A bit of horror, a touch of romance, some western. Traces of film-noir and domestic drama, too. Yet for a mood piece, this genre-mixer went too linear. Which means it was story-driven, however scant and self-indulgent the plot: two characters linked by a chaste romance; minor sideline action — vampire killings and drug addiction; a derelict, small town setting. Pacing was dozy and glacial — in a failing manner. More successful sequences lulled you pleasantly (just about any night excursion of a vampire girl); the rest tested your patience for absorbing before-seen/rote situations in too slow a form. That slowness has to do with directorial sensibilities of Ana Lily Amirpour (making a feature debut here) — not everyone will share such leanings. Her preference is for introverted, ethereal, relationship-focused scenes. While in hunt for interesting shots and situations, her film was dragged by some excessive and moment-celebratory fat, which should have been trimmed in editing (10 minutes worth of cuts would save a lifetime; the present film was short, at 101 minutes, yet still caught you bored and stranded).

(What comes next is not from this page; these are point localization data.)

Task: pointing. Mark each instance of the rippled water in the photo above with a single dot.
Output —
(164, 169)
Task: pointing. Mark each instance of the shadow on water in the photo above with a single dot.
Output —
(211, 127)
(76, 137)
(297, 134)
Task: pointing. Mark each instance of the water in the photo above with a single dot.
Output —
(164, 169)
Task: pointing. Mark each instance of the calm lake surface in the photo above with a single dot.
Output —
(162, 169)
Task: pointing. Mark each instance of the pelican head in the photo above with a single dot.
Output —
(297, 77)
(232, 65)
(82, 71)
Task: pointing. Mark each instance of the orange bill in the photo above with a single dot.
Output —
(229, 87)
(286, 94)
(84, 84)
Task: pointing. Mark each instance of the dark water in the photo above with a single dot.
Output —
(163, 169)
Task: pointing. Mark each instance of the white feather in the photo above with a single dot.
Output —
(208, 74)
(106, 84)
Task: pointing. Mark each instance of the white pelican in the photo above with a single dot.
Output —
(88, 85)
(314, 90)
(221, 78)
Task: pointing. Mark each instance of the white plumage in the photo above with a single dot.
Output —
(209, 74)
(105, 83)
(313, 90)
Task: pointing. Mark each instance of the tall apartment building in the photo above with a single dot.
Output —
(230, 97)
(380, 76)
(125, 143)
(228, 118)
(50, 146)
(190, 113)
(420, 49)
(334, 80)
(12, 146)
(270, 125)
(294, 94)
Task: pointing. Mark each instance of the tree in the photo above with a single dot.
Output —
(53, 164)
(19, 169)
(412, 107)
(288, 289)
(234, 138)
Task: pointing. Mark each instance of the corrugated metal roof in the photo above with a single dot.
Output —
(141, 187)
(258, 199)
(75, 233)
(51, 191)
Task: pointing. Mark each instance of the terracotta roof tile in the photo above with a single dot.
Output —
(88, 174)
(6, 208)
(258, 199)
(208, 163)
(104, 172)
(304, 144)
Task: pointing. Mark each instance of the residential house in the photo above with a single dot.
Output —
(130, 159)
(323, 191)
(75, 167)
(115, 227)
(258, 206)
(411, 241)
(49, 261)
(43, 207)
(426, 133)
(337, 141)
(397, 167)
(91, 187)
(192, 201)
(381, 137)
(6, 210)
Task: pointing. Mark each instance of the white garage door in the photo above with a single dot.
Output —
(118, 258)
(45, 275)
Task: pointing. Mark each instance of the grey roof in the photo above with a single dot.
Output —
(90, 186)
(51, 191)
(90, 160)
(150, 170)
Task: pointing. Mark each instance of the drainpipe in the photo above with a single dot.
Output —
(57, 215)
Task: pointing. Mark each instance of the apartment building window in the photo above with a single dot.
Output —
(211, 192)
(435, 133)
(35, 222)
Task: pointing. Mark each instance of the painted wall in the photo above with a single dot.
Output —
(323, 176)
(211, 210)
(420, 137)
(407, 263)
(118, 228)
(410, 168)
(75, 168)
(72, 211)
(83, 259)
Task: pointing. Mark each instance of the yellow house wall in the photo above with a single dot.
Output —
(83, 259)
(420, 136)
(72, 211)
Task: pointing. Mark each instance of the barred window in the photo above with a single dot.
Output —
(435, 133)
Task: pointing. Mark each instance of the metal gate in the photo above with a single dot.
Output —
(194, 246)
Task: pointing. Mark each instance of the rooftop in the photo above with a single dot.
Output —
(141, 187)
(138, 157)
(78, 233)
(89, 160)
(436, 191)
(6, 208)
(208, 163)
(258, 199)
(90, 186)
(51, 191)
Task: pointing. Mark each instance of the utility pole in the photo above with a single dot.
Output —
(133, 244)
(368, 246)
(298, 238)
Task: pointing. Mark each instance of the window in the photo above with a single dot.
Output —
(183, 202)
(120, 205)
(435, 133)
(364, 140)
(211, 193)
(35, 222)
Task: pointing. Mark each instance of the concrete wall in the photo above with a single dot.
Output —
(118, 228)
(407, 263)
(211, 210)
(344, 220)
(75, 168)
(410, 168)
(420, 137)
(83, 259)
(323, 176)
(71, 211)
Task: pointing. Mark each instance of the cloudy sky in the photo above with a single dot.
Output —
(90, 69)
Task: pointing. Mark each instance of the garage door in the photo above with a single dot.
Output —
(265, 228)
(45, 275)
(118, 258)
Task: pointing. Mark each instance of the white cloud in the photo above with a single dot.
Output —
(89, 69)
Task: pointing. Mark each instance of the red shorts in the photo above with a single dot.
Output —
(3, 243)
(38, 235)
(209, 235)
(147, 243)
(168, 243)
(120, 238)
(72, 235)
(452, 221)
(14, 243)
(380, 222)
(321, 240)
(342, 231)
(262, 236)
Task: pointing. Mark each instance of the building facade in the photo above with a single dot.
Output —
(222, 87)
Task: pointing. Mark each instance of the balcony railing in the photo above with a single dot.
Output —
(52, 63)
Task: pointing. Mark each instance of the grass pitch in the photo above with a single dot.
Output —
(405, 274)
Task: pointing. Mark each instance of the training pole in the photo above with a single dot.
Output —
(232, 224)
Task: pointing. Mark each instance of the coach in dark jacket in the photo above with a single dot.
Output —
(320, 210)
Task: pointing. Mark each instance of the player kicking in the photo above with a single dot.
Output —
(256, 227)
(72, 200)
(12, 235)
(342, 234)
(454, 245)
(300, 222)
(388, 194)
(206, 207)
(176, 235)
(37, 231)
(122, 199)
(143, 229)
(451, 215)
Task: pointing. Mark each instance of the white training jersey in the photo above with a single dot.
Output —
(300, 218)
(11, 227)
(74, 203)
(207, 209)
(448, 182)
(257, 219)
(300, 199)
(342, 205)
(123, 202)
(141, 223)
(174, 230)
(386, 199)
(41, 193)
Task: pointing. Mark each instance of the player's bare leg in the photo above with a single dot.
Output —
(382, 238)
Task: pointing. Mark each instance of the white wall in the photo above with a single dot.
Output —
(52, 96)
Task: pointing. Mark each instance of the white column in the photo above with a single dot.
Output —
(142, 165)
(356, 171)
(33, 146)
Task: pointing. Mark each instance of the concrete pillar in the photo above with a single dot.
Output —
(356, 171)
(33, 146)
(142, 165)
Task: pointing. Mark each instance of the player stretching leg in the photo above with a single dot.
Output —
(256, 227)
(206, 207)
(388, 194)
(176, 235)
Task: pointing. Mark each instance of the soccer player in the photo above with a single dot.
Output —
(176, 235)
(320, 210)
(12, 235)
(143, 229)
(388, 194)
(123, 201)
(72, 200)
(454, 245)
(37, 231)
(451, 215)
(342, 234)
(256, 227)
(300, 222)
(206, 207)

The titular bloodthirsty girl, her conceptualized persona and acting style (spare, suppressed; the latest in studied non-realism) — all film-worthy. Quite touching for a surface performance, in a light genre way (delivered by a classically handsome Sheila Vand). Typically for a vampire, she behaved otherworldly, lead a solitary and isolated life, exuded quietude or resignation, and carried an underlying threat of violence about her— attributes that are highly watchable. A black chador that she wore while out in the streets (the film took place in an Arabic country) gave her a deliberate look of a nun. Which suited that personality. Other women in the film did not wear such ascetic robes. That cloth — in its uniform, strongly contoured, inverted U-shape —augmented her already ghostly presence while prowling the city for bodies to kill. She often hunted on a skateboard — a bit twee of a prop; corny, syrupy piece of Americana. The male hero (Arash Marandi) was of a similar disposition, in that he too was isolated (as everyone in this film) — but also narcissistic, with a dreaminess about him that some viewers could perhaps find attractive, some not. The camera was fond of him — the feeling which you didn’t necessarily reciprocate. He had a bad habit of dressing and accessorizing like archetypal male protagonists of American cinema in the 1950s and beyond (white t-shirt and jeans, a belt, aviator sunglasses, statement hairstyle, a nostalgic convertible). This a minus if you frown upon self-referentiality in movies. /Another unwelcome nod to cinema’s past lied in the interior decoration of the vampire’s room — plastered with film posters and glamour shots of former sexpots./ That odd couple had some interesting scenes together; one in particular showed their impromptu ear-piercing procedure (with a safety pin sufficing as a needle, interestingly enough).

Sound design held your attention with low-frequency drones, tuned to vampire attacks (or would-be attacks), suggesting imminent danger. The choice of music was varied, some of it popular (most memorable — the use of White Lies’ Death, in a scene of burgeoning intimacy). The font picked for opening credits suggested an old western movie (not very stylish).
The cinematography was, at places, well-put, framed with rigor into thoughtful widescreen compositions (image quality is a prerequisite in moody, no-pace cinema). One simple scene of car-conversation was shot from mirror view reflections, for instance. Pulsating light sources were in use, numerous times. Why the black-and-white look was specifically chosen for the movie is a wonder. Possibly to differentiate it in a tough and competitive market of small-scale, festival-bound cinema (recent movies with b/w look in this reviewer’s memory —pretty excellent Ida and so-so Nebraska; the process is rare for a reason). Maybe it was de-colorized to mask the fact that this Iran-based film was filmed in California (not that you would know it from color vision). Most images were steady, which contrasted with a hand-held, decidedly unpleasant subplot about a drug-addicted father (this segment as if taken from another movie). The figure of a tattooed pimp (Dominic Rains), seen early in the movie, had a star moment of nimbly dancing bare-chasted in front of the chador-clad vampire demurely visiting his house, just before he was killed. Lastly, a lousy decision to include a cat in the movie — as if you needed another lone creature; there’s something inherently meme-ish and people-pleasing about such moves.